After three consecutive 1-2-3 innings, Ceddanne Rafaela finally chased Kirby out of the game with a two-out single in the seventh.
“He’s one of the best pitchers in the league,” Cora said. “He doesn’t walk people, he walks two in the first inning and we had a shot, we didn’t cash in, and after that he found his rhythm… He’s a tough customer.”
Seattle’s bullpen gave Boston chances to take the game. Pinch-hitting for Enmanuel Valdez, Pablo Reyes greeted Mariners reliever Gabe Speier with a single. Unfortunately, it was first-inning deja vu all over again, as Bobby Dalbec struck out to strand two. Ryne Stanek was all over the place when he took over in the top of the eighth, issuing a leadoff walk to Reese McGuire and giving up a two-out single to Masataka Yoshida before Mariners manager Scott Servais called for Andrés Muñoz, who promptly got Trevor Story to ground out to end the penultimate frame.

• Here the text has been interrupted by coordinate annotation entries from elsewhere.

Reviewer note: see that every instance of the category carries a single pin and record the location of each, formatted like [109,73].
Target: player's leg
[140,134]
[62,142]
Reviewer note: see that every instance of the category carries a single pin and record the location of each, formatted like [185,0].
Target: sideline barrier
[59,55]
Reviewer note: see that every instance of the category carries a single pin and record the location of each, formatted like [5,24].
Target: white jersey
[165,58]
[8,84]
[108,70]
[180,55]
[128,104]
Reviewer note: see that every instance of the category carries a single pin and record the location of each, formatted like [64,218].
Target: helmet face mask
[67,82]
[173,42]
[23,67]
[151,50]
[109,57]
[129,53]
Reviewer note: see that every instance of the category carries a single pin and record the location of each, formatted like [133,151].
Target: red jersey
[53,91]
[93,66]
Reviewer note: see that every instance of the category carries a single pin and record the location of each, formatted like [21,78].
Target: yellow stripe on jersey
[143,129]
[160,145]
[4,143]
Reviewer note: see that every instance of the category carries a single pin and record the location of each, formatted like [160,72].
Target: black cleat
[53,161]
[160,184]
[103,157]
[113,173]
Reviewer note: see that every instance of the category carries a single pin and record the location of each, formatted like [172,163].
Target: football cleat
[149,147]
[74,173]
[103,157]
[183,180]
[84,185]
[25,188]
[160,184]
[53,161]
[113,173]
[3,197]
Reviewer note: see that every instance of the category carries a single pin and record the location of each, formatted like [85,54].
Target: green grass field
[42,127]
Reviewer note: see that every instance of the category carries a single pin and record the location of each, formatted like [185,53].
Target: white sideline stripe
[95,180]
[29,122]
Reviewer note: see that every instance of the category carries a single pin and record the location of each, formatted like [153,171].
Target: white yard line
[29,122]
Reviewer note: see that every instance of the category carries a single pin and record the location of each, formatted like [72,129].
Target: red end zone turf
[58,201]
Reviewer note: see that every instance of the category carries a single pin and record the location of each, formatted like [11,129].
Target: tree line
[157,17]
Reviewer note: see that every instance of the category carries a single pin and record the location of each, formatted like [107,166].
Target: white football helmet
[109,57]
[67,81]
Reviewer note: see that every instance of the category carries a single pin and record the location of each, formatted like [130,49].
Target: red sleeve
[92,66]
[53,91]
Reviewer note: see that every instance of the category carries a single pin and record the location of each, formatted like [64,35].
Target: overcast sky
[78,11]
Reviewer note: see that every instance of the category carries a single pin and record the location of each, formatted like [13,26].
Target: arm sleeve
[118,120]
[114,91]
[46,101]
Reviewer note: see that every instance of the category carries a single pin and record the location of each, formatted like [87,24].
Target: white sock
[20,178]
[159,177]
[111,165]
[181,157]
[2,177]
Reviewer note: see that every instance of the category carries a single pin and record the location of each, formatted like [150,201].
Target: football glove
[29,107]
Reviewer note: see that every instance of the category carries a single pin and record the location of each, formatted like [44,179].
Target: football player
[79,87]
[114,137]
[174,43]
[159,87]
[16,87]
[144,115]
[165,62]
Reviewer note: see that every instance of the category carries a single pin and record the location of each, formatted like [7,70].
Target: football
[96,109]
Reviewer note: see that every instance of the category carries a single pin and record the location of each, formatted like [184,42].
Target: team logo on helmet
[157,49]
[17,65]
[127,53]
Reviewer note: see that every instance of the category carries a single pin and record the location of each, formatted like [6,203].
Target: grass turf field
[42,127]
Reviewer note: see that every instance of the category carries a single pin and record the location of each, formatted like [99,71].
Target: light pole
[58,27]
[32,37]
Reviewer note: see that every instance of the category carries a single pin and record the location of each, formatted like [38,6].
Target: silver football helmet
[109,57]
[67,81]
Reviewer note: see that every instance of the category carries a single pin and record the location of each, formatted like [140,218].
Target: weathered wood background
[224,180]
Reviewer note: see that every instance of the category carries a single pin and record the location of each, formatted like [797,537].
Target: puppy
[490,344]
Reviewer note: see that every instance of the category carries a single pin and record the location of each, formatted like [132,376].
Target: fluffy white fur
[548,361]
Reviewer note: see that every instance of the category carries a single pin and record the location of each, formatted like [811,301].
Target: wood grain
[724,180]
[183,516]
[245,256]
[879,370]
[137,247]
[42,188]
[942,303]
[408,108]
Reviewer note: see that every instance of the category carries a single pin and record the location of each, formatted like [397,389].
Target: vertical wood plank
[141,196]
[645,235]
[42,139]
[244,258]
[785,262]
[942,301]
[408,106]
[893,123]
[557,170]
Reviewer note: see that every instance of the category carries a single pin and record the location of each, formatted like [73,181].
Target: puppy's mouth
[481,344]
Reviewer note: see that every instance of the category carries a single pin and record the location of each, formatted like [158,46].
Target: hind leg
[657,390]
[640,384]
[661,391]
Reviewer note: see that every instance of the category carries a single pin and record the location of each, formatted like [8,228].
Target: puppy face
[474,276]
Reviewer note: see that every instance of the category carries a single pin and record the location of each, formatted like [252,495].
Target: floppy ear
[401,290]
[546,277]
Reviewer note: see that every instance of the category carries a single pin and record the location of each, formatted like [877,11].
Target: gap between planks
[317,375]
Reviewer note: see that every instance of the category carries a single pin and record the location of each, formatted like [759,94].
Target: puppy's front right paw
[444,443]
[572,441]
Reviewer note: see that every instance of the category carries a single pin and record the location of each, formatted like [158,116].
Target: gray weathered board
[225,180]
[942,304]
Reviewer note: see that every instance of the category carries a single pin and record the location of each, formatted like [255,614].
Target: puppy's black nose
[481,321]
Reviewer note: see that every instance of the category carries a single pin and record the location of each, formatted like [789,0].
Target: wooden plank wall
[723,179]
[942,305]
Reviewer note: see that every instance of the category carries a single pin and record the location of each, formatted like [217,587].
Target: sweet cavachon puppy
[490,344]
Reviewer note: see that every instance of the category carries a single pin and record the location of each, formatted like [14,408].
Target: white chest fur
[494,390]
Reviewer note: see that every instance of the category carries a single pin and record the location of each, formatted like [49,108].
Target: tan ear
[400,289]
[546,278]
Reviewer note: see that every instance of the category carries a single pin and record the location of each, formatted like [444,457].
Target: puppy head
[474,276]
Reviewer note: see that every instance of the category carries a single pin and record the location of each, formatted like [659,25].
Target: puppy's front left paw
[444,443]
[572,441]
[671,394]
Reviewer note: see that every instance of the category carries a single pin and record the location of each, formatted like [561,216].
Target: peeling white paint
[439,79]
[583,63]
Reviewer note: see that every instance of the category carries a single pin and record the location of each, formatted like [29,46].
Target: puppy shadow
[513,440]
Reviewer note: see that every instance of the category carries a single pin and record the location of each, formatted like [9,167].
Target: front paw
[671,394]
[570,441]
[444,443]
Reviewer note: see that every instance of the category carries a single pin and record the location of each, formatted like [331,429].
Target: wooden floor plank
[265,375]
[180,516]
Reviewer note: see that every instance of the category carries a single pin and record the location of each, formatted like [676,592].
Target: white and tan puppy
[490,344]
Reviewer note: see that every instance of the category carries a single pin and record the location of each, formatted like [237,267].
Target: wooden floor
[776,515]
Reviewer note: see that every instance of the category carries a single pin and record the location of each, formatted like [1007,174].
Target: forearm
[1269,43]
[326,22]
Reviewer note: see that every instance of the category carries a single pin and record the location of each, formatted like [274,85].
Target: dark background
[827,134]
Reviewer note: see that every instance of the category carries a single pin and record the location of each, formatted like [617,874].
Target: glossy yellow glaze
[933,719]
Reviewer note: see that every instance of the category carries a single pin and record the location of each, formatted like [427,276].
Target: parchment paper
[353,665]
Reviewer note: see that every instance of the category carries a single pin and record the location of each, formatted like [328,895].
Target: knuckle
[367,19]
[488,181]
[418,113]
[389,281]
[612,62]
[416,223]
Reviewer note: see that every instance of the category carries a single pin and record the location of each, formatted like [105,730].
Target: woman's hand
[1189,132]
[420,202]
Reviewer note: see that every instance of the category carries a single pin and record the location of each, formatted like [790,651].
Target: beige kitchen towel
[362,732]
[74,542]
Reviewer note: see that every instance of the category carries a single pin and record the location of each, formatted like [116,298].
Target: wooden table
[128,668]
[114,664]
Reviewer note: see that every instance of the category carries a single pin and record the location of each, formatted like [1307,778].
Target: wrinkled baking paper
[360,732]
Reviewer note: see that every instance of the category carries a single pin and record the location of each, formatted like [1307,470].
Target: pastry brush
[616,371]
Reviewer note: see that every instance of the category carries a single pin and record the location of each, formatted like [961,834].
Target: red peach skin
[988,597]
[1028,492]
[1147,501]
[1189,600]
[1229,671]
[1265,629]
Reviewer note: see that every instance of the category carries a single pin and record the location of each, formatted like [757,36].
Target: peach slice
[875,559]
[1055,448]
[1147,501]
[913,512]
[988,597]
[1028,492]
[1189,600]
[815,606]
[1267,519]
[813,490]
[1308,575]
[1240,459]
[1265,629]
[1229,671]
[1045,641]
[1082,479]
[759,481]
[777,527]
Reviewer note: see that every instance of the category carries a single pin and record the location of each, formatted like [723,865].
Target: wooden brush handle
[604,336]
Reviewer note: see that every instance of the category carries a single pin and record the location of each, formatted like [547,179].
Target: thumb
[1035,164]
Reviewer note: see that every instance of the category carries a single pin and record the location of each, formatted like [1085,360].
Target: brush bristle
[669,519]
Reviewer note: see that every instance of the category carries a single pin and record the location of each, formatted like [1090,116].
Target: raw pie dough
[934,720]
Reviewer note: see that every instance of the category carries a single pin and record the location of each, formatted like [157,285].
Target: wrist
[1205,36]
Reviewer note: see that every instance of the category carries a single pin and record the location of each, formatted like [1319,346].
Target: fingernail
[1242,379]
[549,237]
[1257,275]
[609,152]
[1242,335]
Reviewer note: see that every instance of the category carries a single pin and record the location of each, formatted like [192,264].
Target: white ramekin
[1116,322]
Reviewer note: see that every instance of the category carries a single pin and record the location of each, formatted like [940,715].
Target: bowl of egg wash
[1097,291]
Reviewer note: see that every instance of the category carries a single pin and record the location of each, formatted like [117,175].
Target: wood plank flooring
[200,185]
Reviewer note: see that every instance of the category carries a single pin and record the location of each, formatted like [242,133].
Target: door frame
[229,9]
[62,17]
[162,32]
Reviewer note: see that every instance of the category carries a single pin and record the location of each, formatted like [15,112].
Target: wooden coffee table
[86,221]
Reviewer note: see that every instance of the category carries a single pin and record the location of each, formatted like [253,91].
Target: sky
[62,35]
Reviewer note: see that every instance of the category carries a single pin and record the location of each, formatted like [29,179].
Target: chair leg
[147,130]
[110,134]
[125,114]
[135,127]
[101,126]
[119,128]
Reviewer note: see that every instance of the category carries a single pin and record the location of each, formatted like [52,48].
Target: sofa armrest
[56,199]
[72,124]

Josh Winckowski pitched the last two innings for Boston. He dominated, striking out four of his first five batters, but after beginning the bottom of the eighth with back-to-back Ks, he gave up a single to No. 9 hitter Luke Raley and loaded the bases with a pair of walks. A lineout to first maintained the 1-0 score, but it didn’t matter.
Through eight, the Sox were 0-for-4 with runners in scoring position, having stranded seven. The 1-0 deficit looked more mountain than molehill.
“We had our chances,” Cora acknowledged. “We moved the line enough, but we didn’t score.”
Muñoz returned to the mound for the top of the ninth, looking for his first four-out save since 2022. He was helped along by Rackley, who called Triston Casas out on strikes, all of which were outside the zone. “We didn’t agree with two pitches there,” Cora said diplomatically, but admitted, “We didn’t do much.”
The Red Sox struck out 1-2-3 to complete the shutout loss.
Postgame, Cora explained that Devers was “just sore.”
However, Devers then admitted that he began feeling some shoulder soreness late in spring training, and that it had been getting “worse and worse.”
Neither he nor Cora ruled out him playing on Saturday, though.